The Temple of Baalat Gebal ( maebad baalat jbeil) was an important Bronze Age temple structure in the World Heritage Site of Byblos. The temple was dedicated to Ba'alat Gebal, the goddess of the city of Byblos, known later to the Greeks as Atargatis. Built in 2800 BCE, it was the largest and most important sanctuary in ancient Byblos, and is considered to be "one of the first monumental structures of the Syro-Palestinian region". Two centuries after the construction of the Temple of Baalat Gebal, the Temple of the Obelisks was built approximately 100m to the east.

The length and continuity of its history as an active temple is "remarkable" and "supports its centrality in the life of the city".

An important group of Byblos figurines were found in the temple; these figurines have become the "poster child" of the Lebanese Tourism Ministry.

Background 
The temple, and its patroness, Ba‘alat Gebal, were venerated in the city for more than two millennia during the Canaanite and Phoenician eras. It was constructed when Byblos had close ties with Egypt, and a number of Egyptian references are found throughout the temple complex. The temple itself was expanded a number of times and remained in use until the Roman era.

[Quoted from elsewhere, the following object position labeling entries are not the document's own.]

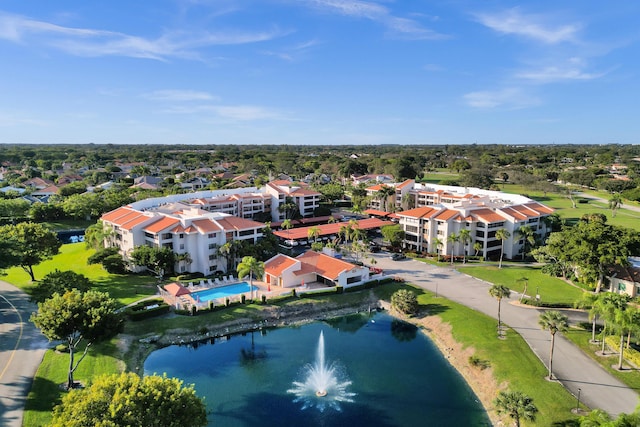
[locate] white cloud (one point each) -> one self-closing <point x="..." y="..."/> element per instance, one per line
<point x="510" y="98"/>
<point x="231" y="112"/>
<point x="178" y="95"/>
<point x="529" y="26"/>
<point x="404" y="27"/>
<point x="556" y="74"/>
<point x="94" y="43"/>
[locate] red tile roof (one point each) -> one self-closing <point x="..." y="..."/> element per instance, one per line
<point x="422" y="212"/>
<point x="206" y="226"/>
<point x="276" y="265"/>
<point x="176" y="289"/>
<point x="446" y="214"/>
<point x="325" y="265"/>
<point x="328" y="229"/>
<point x="487" y="215"/>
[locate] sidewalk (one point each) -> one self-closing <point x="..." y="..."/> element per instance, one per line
<point x="22" y="348"/>
<point x="574" y="369"/>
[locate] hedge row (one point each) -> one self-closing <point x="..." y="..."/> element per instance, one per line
<point x="136" y="315"/>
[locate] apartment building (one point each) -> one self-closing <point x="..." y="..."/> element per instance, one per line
<point x="435" y="212"/>
<point x="200" y="223"/>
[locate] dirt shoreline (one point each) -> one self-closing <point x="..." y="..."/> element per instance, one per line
<point x="480" y="380"/>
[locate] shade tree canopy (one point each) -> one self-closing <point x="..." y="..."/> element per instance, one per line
<point x="78" y="318"/>
<point x="128" y="400"/>
<point x="27" y="244"/>
<point x="59" y="282"/>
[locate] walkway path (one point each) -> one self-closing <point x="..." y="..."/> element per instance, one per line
<point x="575" y="370"/>
<point x="22" y="348"/>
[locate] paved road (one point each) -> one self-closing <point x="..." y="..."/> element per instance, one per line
<point x="21" y="350"/>
<point x="574" y="369"/>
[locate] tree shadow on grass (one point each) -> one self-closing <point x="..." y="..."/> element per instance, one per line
<point x="44" y="395"/>
<point x="127" y="286"/>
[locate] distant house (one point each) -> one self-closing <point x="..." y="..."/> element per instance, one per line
<point x="37" y="183"/>
<point x="626" y="280"/>
<point x="147" y="182"/>
<point x="11" y="188"/>
<point x="46" y="192"/>
<point x="68" y="179"/>
<point x="312" y="267"/>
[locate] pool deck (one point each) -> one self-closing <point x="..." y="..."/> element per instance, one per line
<point x="185" y="301"/>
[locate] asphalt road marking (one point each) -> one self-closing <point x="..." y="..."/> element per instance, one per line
<point x="13" y="352"/>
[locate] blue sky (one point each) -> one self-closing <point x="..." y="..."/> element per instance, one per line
<point x="319" y="72"/>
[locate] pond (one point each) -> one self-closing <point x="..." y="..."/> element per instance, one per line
<point x="386" y="373"/>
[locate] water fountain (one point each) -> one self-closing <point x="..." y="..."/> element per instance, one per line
<point x="324" y="385"/>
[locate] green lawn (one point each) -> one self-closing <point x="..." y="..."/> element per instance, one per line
<point x="564" y="208"/>
<point x="581" y="337"/>
<point x="551" y="289"/>
<point x="124" y="288"/>
<point x="46" y="391"/>
<point x="511" y="359"/>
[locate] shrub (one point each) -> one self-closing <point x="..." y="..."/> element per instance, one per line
<point x="404" y="301"/>
<point x="101" y="254"/>
<point x="114" y="264"/>
<point x="62" y="348"/>
<point x="479" y="363"/>
<point x="136" y="315"/>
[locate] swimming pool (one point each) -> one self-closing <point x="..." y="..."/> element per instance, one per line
<point x="222" y="292"/>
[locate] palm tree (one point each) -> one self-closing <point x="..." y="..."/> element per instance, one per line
<point x="499" y="292"/>
<point x="615" y="202"/>
<point x="554" y="321"/>
<point x="608" y="305"/>
<point x="453" y="239"/>
<point x="313" y="233"/>
<point x="529" y="236"/>
<point x="287" y="225"/>
<point x="249" y="265"/>
<point x="383" y="195"/>
<point x="502" y="234"/>
<point x="516" y="405"/>
<point x="465" y="238"/>
<point x="590" y="300"/>
<point x="437" y="242"/>
<point x="477" y="246"/>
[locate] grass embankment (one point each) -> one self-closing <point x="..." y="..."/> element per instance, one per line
<point x="513" y="363"/>
<point x="582" y="337"/>
<point x="124" y="288"/>
<point x="46" y="391"/>
<point x="551" y="289"/>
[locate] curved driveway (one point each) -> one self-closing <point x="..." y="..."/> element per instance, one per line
<point x="22" y="347"/>
<point x="574" y="369"/>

Modern identification and excavation

The site of the temple is near the Crusaders' Byblos Castle, and was first excavated by French archaeologist Pierre Montet from 1921–24 and subsequently in the early part of Maurice Dunand's excavation of the city. Montet published two sketches of his excavations, and Dunand published a few plans for the wider sector of excavations in his 1939 volume. Almost all of the artifacts found in the excavation of the temple are displayed at the National Museum of Beirut. 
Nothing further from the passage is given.